Crafting An Instrument To Beat Your Child With Is Premeditated And Sadistic
In more news the NFL wishes weren’t happening, Minnesota Vikings running back Adrian Peterson has been indicted on charges of reckless or negligent injury to a child and a warrant has been issued for his arrest. The charges stem from an incident of Peterson using a “switch” to punish his four year old son. He made the switch himself and claims it was the kind of discipline he received as a child and refers to it as a “whooping”. To me, crafting an instrument to beat your child with is premeditated and sadistic. I don’t see how this could be acceptable to any sane person.
More details from ESPN.com:
Hardin issued a statement Friday saying his client’s conduct “involves using a switch to spank his son.” According to a report by Sports Radio 610 in Houston, Peterson removed the leaves of a tree branch, which he referred to in a police report as “a switch,” to strike the 4-year-old child.
“This indictment follows Adrian’s full cooperation with authorities who have been looking into this matter. Adrian is a loving father who used his judgment as a parent to discipline his son,” Hardin said in his statement. “He used the same kind of discipline with his child that he experienced as a child growing up in east Texas. Adrian has never hidden from what happened.”

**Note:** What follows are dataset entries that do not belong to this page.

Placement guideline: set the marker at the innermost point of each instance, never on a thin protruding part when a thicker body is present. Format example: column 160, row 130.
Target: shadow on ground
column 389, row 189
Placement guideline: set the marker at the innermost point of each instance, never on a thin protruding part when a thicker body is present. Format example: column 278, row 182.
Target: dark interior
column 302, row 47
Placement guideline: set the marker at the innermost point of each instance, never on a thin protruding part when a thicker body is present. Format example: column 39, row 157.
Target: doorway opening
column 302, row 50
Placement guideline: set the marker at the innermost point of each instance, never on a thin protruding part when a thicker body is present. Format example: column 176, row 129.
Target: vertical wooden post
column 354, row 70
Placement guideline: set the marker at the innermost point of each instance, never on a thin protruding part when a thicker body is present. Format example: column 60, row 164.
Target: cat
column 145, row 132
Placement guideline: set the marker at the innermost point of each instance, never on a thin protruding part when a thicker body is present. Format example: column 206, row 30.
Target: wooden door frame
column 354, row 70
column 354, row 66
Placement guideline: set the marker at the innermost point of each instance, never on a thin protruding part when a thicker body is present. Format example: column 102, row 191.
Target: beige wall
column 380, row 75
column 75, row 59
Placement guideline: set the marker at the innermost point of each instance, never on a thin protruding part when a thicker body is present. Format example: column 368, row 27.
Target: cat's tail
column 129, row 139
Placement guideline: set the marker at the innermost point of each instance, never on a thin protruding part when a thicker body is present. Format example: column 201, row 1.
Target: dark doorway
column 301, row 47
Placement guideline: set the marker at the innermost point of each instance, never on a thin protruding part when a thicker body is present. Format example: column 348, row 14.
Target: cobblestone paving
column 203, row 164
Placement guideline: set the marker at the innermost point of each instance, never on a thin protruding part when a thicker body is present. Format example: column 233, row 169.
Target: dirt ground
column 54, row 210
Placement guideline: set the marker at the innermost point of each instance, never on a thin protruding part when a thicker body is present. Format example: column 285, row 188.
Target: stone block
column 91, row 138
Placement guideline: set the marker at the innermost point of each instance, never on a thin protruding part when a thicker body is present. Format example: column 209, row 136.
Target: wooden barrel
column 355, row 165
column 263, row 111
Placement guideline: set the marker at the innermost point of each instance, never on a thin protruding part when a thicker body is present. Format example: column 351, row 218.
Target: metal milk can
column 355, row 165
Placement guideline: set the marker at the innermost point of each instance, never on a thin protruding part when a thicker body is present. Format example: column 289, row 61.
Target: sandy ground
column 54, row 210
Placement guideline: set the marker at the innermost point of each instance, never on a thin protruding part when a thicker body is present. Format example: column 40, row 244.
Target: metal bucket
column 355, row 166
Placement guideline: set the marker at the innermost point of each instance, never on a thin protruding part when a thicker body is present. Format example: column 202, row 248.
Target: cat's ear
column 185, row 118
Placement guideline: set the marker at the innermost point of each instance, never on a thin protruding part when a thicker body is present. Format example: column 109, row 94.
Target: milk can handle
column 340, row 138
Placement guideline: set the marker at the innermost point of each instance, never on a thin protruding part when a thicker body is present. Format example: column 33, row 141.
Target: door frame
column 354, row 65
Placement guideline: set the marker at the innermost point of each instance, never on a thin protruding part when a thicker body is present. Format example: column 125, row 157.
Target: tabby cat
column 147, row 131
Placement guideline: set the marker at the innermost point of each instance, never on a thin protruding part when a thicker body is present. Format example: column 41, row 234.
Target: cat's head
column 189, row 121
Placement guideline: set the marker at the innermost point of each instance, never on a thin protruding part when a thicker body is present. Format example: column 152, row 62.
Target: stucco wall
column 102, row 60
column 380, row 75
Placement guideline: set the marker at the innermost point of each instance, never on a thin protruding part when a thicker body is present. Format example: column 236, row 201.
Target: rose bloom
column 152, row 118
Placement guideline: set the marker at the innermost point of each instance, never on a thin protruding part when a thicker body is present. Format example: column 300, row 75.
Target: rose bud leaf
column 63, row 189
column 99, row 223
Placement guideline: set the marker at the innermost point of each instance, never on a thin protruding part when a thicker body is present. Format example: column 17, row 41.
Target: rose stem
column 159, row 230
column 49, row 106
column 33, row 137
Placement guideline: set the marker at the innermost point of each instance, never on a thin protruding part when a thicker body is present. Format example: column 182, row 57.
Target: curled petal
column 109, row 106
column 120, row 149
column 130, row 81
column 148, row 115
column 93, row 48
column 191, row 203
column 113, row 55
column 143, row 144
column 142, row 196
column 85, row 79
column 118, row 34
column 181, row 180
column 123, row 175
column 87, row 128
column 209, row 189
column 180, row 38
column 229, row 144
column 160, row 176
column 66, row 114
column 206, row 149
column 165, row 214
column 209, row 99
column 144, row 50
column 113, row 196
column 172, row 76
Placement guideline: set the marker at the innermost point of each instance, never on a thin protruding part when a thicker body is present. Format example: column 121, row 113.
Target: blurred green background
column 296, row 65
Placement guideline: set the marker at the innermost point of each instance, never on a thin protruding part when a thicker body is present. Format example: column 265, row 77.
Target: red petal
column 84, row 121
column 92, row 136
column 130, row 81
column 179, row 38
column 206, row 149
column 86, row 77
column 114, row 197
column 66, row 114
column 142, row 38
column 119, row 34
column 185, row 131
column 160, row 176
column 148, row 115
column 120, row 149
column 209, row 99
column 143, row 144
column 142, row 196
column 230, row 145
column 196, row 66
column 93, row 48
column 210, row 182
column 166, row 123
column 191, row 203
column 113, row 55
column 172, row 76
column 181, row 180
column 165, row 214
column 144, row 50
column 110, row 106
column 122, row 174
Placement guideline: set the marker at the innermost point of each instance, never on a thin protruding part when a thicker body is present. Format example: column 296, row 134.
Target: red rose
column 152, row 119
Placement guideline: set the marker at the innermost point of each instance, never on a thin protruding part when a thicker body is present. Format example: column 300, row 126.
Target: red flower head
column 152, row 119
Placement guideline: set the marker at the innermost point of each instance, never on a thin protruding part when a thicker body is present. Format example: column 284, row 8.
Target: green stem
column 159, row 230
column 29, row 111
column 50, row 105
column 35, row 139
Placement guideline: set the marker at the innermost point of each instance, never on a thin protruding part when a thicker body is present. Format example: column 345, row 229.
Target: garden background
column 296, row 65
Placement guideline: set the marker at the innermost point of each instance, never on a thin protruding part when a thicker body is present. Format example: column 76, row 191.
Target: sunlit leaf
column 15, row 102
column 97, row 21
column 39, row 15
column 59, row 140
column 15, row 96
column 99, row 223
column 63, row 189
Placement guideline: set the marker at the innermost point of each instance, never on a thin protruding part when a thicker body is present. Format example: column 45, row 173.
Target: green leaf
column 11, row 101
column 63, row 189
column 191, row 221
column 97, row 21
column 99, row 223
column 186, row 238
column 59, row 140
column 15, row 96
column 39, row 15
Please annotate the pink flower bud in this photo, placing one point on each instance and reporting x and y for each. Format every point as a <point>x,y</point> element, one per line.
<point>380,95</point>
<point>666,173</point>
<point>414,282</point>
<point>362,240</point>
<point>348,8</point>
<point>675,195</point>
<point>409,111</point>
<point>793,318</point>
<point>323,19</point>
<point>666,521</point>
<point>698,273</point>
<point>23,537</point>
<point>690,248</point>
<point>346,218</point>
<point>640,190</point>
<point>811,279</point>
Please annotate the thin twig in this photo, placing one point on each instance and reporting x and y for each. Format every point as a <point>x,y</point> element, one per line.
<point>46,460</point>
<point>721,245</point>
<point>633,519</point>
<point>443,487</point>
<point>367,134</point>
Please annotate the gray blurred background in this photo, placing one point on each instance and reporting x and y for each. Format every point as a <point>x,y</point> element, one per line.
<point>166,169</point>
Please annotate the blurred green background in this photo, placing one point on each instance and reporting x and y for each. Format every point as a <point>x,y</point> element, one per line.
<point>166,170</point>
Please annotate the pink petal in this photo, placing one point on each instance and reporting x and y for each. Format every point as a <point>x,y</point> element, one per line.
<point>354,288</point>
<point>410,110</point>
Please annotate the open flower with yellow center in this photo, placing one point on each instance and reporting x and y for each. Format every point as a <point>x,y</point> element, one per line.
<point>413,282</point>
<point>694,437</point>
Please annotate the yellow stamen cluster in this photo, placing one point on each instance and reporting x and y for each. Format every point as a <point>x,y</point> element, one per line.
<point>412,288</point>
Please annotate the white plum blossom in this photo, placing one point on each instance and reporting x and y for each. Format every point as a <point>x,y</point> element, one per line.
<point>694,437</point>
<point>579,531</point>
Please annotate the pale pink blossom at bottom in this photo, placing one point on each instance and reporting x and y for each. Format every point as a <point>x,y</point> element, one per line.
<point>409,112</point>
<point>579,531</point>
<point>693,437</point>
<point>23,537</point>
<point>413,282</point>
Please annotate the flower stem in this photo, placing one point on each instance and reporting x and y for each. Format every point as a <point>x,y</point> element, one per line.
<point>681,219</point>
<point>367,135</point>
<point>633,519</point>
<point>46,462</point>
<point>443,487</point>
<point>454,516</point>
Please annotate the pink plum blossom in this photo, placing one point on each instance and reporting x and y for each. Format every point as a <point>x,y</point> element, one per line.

I’m sorry, am I on glue? What kind of loving father methodically removes leaves from a tree branch taking the time to plan out physical abuse on a 4-year old child? I hope this big, bad NFL player feels super manly now that he’s inflicted “cuts and bruises to areas including his back, buttocks, ankles and legs” on his little boy. This was done as punishment for the child pushing one of his siblings. Logically, it makes sense, amirite? Well, maybe to a total moron. Your kid pushes someone and you punish them by making your own special weapon and inflicting physical abuse that goes far beyond a little push. The puzzle pieces are clicking into place for me now, I get it Adrian Peterson! I mean, this sounds precisely like what a loving father would do and is also a totally logical punishment by the standards of an abusive piece of crap. But wait, there’s more:
“Adrian will address the charges with the same respect and responsiveness he has brought to this inquiry from its beginning,” Hardin said. “It is important to remember that Adrian never intended to harm his son and deeply regrets the unintentional injury.”
Oh, duh! In removing leaves from a branch with the intent to use that bare branch to whip his pre-schooler I’m sure he NEVER intended to injure him- it was just for a tickle, right? And no doubt, that regret crept in only when he realized this incident may jeopardize his precious football career. This makes me physically ill on it’s own but coupled with the knowledge that Peterson’s 2-year old son was killed last year at the hand’s of his mother’s boyfriend in a physical assault really gets me scratching my head. To know that you’ve lost one child to horrible violence inflicted by a grown man really makes me wonder why anything resembling that would make it into your discipline repertoire as a parent going forward.
As far as my opinion and feelings on physically harming a child as punishment? I think you can tell by my tone that it is not something I agree with in general but I obviously realize that there is a huge difference in using a weapon to harm your child and a quick spank out of anger. From what I have read about spanking as punishment and conclusions I can draw on my own, I honestly don’t see the value in it but there is clearly a distinction between that and whipping a small child with a “switch”. When you employ a weapon to punish your child you will probably create a violent human being who continues that kind of behavior throughout their life. I don’t know what other conclusion a child could draw from it. I hope that anyone seeing this story in the news who uses this kind of discipline puts away the switch and realizes it is not right. At all.